Domingo 21 del
Tiempo Ordinario (B)
PRIMERA LECTURA
Nosotros
serviremos al Señor: ¡es nuestro Dios!
Lectura del
libro de Josué 24,1-2a.15-17.18b
En aquellos días, Josué reunió a las tribus de Israel en Siquén. Convocó a los ancianos de Israel, a los cabezas de
familia, jueces y alguaciles, y se presentaron ante el Señor. Josué habló al
pueblo: - «Si no os parece bien servir al Señor, escoged hoy a quién queréis
servir: a los dioses que sirvieron vuestros antepasados al este del Éufrates o
a los dioses de los amorreos en cuyo país habitáis; yo y mi casa serviremos al
Señor.» El pueblo respondió: - «¡Lejos de nosotros abandonar al Señor para
servir a dioses extranjeros! El Señor es nuestro Dios; él nos sacó a nosotros y
a nuestros padres de la esclavitud de Egipto; él hizo a nuestra vista grandes
signos, nos protegió en el camino que recorrimos y entre todos los pueblos por
donde cruzamos. También nosotros serviremos al Señor: ¡es nuestro Dios!»
Sal
33,2-3.16-17.18-19.20-21.22-23 R. Gustad
y ved qué bueno es el Señor.
SEGUNDA LECTURA
Es éste un
gran misterio: y yo lo refiero a Cristo y a la Iglesia
Lectura de
la carta del apóstol san Pablo a los Efesios 5,21-32
Hermanos: Sed sumisos unos a otros con respeto cristiano. Las mujeres,
que se sometan a sus maridos como al Señor; porque el marido es cabeza de la
mujer, así como Cristo es cabeza de la Iglesia; él, que es el salvador del
cuerpo. Pues como la Iglesia se somete a Cristo, así también las mujeres a sus
maridos en todo. Maridos, amad a vuestras mujeres como Cristo amó a su Iglesia.

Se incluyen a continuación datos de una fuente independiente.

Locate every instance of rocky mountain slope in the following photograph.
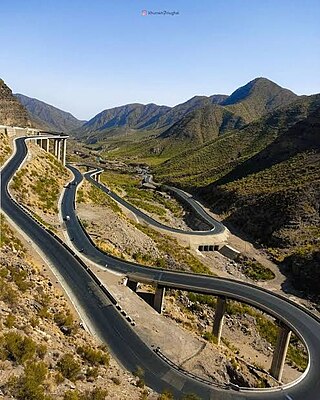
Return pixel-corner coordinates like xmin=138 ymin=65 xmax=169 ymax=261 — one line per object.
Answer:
xmin=154 ymin=95 xmax=320 ymax=188
xmin=0 ymin=214 xmax=148 ymax=400
xmin=152 ymin=94 xmax=228 ymax=128
xmin=199 ymin=107 xmax=320 ymax=296
xmin=14 ymin=93 xmax=85 ymax=132
xmin=75 ymin=103 xmax=170 ymax=137
xmin=75 ymin=95 xmax=227 ymax=140
xmin=0 ymin=79 xmax=31 ymax=127
xmin=104 ymin=78 xmax=298 ymax=159
xmin=222 ymin=78 xmax=297 ymax=122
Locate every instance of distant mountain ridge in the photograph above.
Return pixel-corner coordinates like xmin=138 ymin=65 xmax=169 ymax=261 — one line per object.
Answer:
xmin=14 ymin=93 xmax=85 ymax=132
xmin=74 ymin=94 xmax=228 ymax=139
xmin=75 ymin=103 xmax=170 ymax=137
xmin=105 ymin=78 xmax=299 ymax=158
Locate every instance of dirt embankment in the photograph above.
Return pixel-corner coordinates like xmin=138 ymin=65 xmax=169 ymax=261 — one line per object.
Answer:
xmin=10 ymin=143 xmax=71 ymax=232
xmin=0 ymin=218 xmax=152 ymax=400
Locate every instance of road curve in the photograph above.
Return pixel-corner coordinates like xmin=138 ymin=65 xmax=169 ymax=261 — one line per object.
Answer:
xmin=1 ymin=138 xmax=320 ymax=400
xmin=62 ymin=166 xmax=320 ymax=400
xmin=84 ymin=169 xmax=226 ymax=236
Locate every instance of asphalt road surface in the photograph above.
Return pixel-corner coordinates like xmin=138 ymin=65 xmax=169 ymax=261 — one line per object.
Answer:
xmin=1 ymin=138 xmax=320 ymax=400
xmin=84 ymin=170 xmax=225 ymax=236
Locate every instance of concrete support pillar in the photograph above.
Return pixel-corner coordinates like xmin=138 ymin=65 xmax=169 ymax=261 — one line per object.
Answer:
xmin=57 ymin=139 xmax=61 ymax=161
xmin=270 ymin=323 xmax=291 ymax=381
xmin=212 ymin=296 xmax=227 ymax=345
xmin=53 ymin=139 xmax=59 ymax=158
xmin=153 ymin=285 xmax=166 ymax=314
xmin=61 ymin=139 xmax=67 ymax=165
xmin=43 ymin=139 xmax=49 ymax=153
xmin=127 ymin=278 xmax=139 ymax=292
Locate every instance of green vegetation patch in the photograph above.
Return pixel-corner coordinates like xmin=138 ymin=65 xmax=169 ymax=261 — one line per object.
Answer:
xmin=102 ymin=171 xmax=183 ymax=217
xmin=131 ymin=222 xmax=213 ymax=275
xmin=241 ymin=260 xmax=275 ymax=281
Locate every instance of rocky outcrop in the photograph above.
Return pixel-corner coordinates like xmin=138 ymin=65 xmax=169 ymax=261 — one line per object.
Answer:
xmin=0 ymin=79 xmax=31 ymax=127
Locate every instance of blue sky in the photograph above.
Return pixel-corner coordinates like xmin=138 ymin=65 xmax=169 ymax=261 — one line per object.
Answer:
xmin=0 ymin=0 xmax=320 ymax=119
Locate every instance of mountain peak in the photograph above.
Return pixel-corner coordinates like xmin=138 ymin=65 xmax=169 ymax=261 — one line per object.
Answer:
xmin=222 ymin=77 xmax=297 ymax=107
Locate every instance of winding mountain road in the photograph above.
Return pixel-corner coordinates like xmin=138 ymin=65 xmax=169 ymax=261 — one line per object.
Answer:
xmin=1 ymin=137 xmax=320 ymax=400
xmin=84 ymin=169 xmax=226 ymax=236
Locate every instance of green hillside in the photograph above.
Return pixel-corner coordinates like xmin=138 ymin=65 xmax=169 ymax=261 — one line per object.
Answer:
xmin=14 ymin=93 xmax=84 ymax=132
xmin=154 ymin=95 xmax=320 ymax=188
xmin=104 ymin=78 xmax=298 ymax=163
xmin=198 ymin=107 xmax=320 ymax=295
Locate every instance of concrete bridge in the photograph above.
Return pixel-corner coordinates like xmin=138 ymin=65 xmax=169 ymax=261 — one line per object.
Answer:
xmin=0 ymin=125 xmax=69 ymax=165
xmin=124 ymin=274 xmax=291 ymax=382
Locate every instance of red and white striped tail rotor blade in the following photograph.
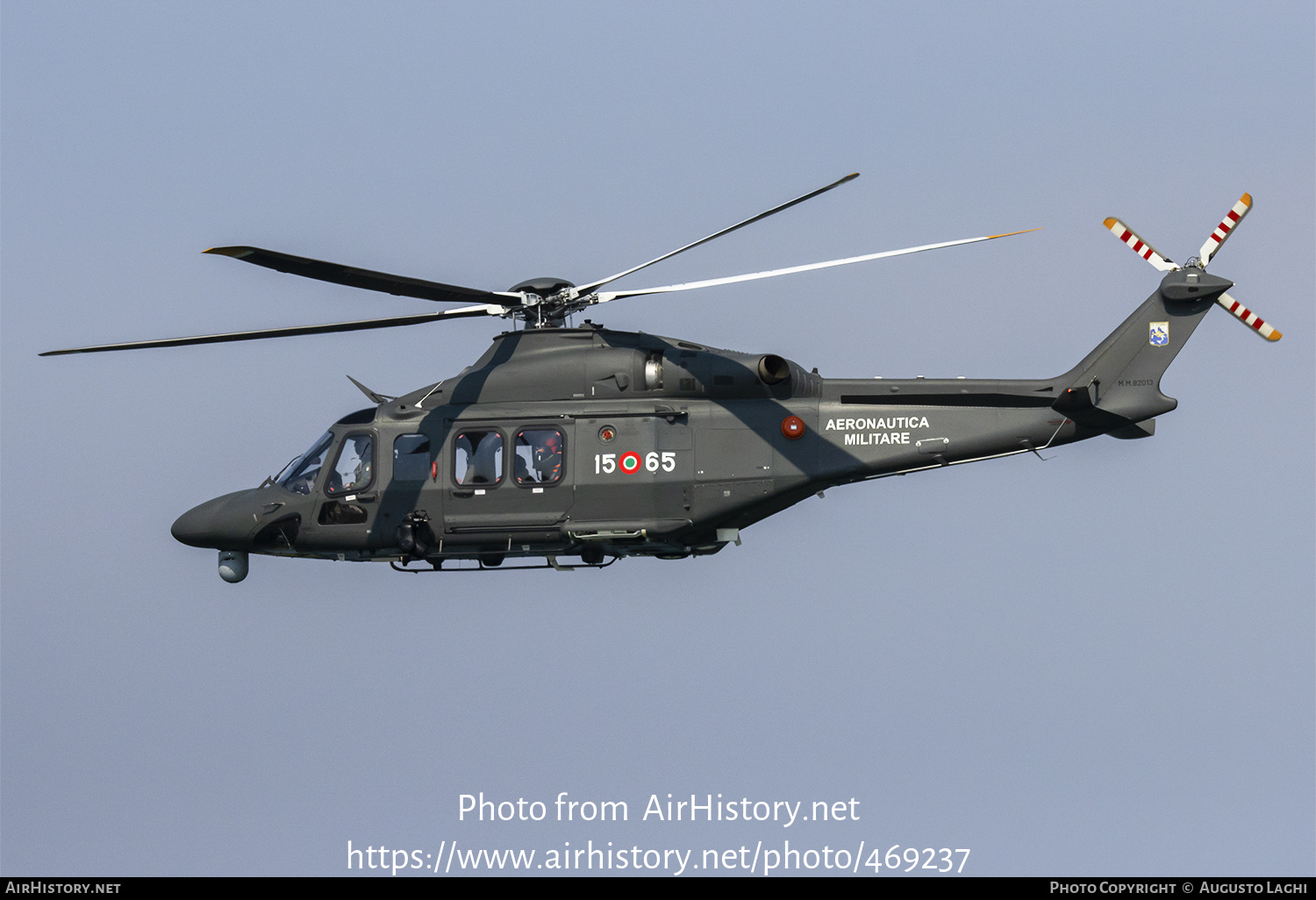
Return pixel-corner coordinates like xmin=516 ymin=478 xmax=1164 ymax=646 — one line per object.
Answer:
xmin=1198 ymin=194 xmax=1252 ymax=266
xmin=1216 ymin=294 xmax=1284 ymax=341
xmin=1102 ymin=218 xmax=1178 ymax=273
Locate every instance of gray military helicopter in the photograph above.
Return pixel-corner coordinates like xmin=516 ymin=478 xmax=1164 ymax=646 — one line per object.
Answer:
xmin=41 ymin=174 xmax=1281 ymax=582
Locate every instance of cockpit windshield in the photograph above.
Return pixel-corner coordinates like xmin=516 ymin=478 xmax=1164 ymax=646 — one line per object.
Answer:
xmin=274 ymin=432 xmax=333 ymax=494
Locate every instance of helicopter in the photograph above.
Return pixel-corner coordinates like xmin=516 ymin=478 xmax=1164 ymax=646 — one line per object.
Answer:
xmin=41 ymin=173 xmax=1282 ymax=583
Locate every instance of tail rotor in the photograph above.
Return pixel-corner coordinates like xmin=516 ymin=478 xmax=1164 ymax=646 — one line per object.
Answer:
xmin=1102 ymin=194 xmax=1284 ymax=341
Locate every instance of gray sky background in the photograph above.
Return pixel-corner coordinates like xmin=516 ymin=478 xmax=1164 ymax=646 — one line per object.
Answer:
xmin=0 ymin=0 xmax=1316 ymax=875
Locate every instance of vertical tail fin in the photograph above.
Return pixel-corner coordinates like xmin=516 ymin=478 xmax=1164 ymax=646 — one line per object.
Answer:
xmin=1055 ymin=270 xmax=1234 ymax=432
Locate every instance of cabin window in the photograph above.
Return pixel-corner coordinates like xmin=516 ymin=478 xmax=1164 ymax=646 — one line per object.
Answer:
xmin=394 ymin=434 xmax=431 ymax=482
xmin=318 ymin=500 xmax=370 ymax=525
xmin=325 ymin=434 xmax=374 ymax=494
xmin=453 ymin=431 xmax=503 ymax=486
xmin=513 ymin=428 xmax=563 ymax=484
xmin=274 ymin=432 xmax=333 ymax=494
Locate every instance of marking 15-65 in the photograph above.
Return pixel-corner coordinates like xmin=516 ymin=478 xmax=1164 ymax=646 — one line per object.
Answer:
xmin=594 ymin=450 xmax=676 ymax=475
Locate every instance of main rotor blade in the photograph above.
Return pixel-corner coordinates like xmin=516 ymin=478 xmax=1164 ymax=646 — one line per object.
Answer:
xmin=1198 ymin=194 xmax=1248 ymax=267
xmin=576 ymin=173 xmax=860 ymax=296
xmin=1216 ymin=294 xmax=1284 ymax=341
xmin=595 ymin=228 xmax=1041 ymax=303
xmin=203 ymin=247 xmax=521 ymax=307
xmin=37 ymin=304 xmax=507 ymax=357
xmin=1102 ymin=218 xmax=1178 ymax=273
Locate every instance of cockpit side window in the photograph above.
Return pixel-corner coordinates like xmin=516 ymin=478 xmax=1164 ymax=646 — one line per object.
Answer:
xmin=453 ymin=431 xmax=503 ymax=486
xmin=513 ymin=428 xmax=562 ymax=484
xmin=325 ymin=434 xmax=374 ymax=494
xmin=275 ymin=432 xmax=333 ymax=494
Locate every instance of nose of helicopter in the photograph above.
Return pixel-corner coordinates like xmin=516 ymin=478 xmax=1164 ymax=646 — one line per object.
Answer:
xmin=170 ymin=491 xmax=254 ymax=550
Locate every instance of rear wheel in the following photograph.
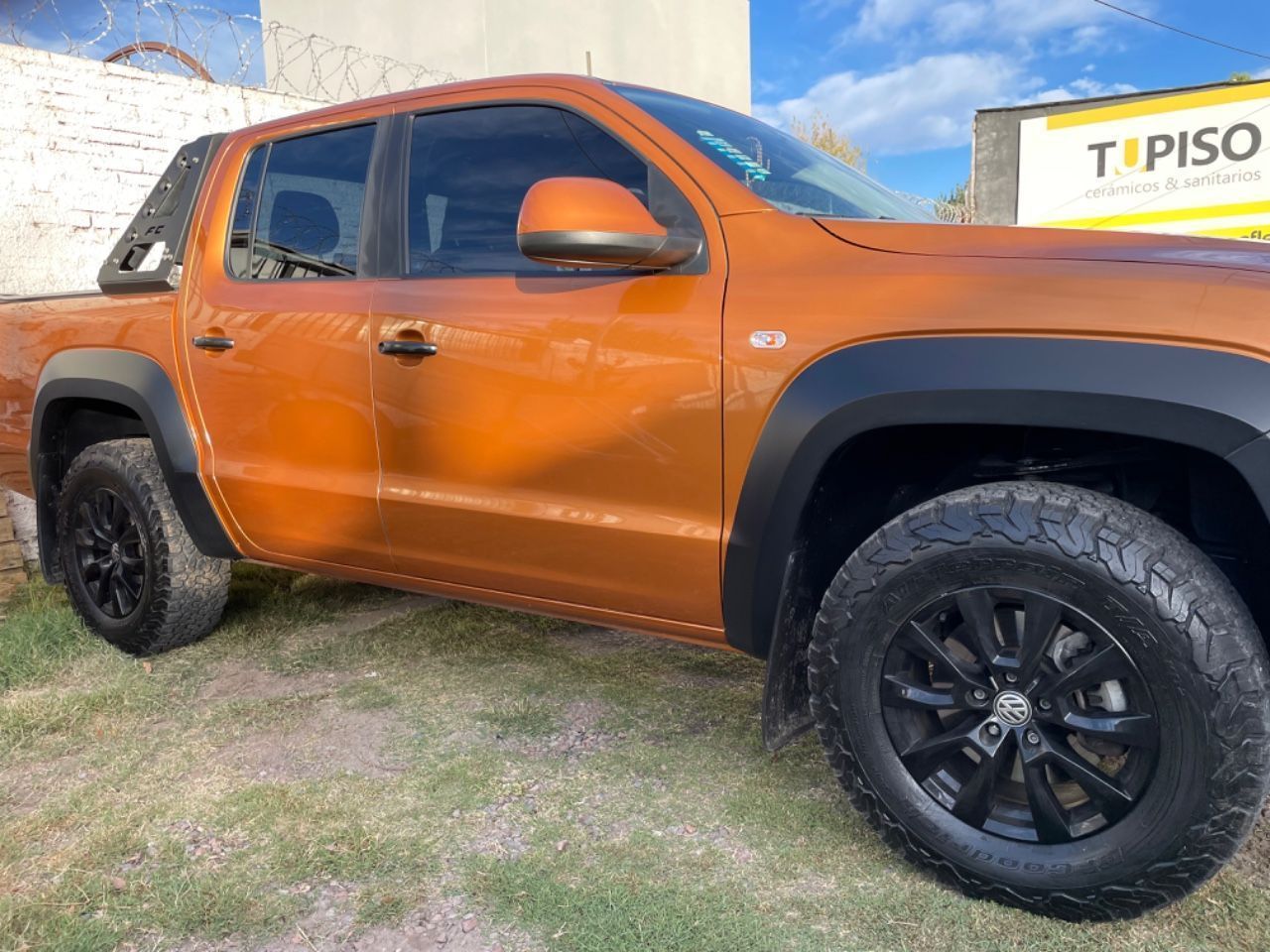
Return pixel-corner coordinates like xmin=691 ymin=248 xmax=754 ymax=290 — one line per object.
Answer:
xmin=58 ymin=439 xmax=230 ymax=654
xmin=811 ymin=484 xmax=1270 ymax=919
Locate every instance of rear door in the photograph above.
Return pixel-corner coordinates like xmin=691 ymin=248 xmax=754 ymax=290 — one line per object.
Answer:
xmin=185 ymin=119 xmax=391 ymax=570
xmin=372 ymin=92 xmax=724 ymax=626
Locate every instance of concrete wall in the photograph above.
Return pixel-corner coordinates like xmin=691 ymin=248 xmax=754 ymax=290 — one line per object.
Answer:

Él se entregó a sí mismo por ella, para consagrarla, purificándola con el baño
del agua y la palabra, y para colocarla ante sí gloriosa, la Iglesia, sin
mancha ni arruga ni nada semejante, sino santa e inmaculada. Así deben también
los maridos amar a sus mujeres, como cuerpos suyos que son. Amar a su mujer es
amarse a sí mismo. Pues nadie jamás ha odiado su propia carne, sino que le da
alimento y calor, como Cristo hace con la Iglesia, porque somos miembros de su
cuerpo. «Por eso abandonará el hombre a su padre y a su madre, y se unirá a su
mujer y serán los dos una sola carne.» Es éste un gran misterio: y yo lo
refiero a Cristo y a la Iglesia.
EVANGELIO
¿A quién vamos a acudir? Tú tienes
palabras de vida eterna
Lectura del
santo evangelio según san Juan 6,60-69
En aquel tiempo, muchos discípulos de Jesús, al oírlo, dijeron: -«Este
modo de hablar es duro, ¿quién puede hacerle caso?» Adivinando Jesús que sus
discípulos lo criticaban, les dijo: -«¿Esto os hace vacilar?, ¿y si vierais al
Hijo del hombre subir a donde estaba antes? El espíritu es quien da vida; la
carne no sirve de nada. Las palabras que os he dicho son espíritu y vida. Y con
todo, algunos de vosotros no creen.» Pues Jesús sabía desde el principio
quiénes no creían y quién lo iba a entregar. Y dijo: - «Por eso os he dicho que
nadie puede venir a mí, si el Padre no se lo concede.» Desde entonces, muchos
discípulos suyos se echaron atrás y no volvieron a ir con él. Entonces Jesús
les dijo a los Doce: - «¿También vosotros queréis marcharos?» Simón Pedro le
contestó: - «Señor, ¿a quién vamos a acudir? Tú tienes palabras de vida eterna;
nosotros creemos y sabemos que tú eres el Santo consagrado por Dios.»
¿A quién vamos a acudir?
Llegamos
al final del discurso del pan de vida. Durante el mismo Jesús, primero, ha
alimentado nuestro cuerpo, enseñándonos que para poder repartir y que alcance
para todos hay que estar dispuesto a compartir aun lo poco que tenemos. Y desde
ahí nos ha invitado a elevar nuestra mirada al deseo de los bienes
imperecederos, al deseo de otro pan, que él mismo nos da y que es su cuerpo
entregado en sacrificio. Nos ha enseñado así que esos bienes imperecederos no
se obtienen por la vía de la conquista, el esfuerzo o la violencia, porque no
están al alcance de nuestras fuerzas, sino que son un don que alcanzamos por la
vía paradójica de la entrega que Jesús mismo hace de su propia vida. De este
modo nos ha introducido en una sabiduría, la sabiduría de la cruz, que
trasciende la ciencia de este mundo. Y, llegados a este punto, Jesús nos cede
la palabra, para que tomemos nosotros mismos una decisión. Del mismo modo que
Yahvé no impone la salvación, sino que la propone mediante un pacto, así tampoco
Jesús se impone por la fuerza (de ahí su renuncia a dejarse proclamar rey), sino
que nos hace una propuesta, respetando en todo momento nuestra libertad.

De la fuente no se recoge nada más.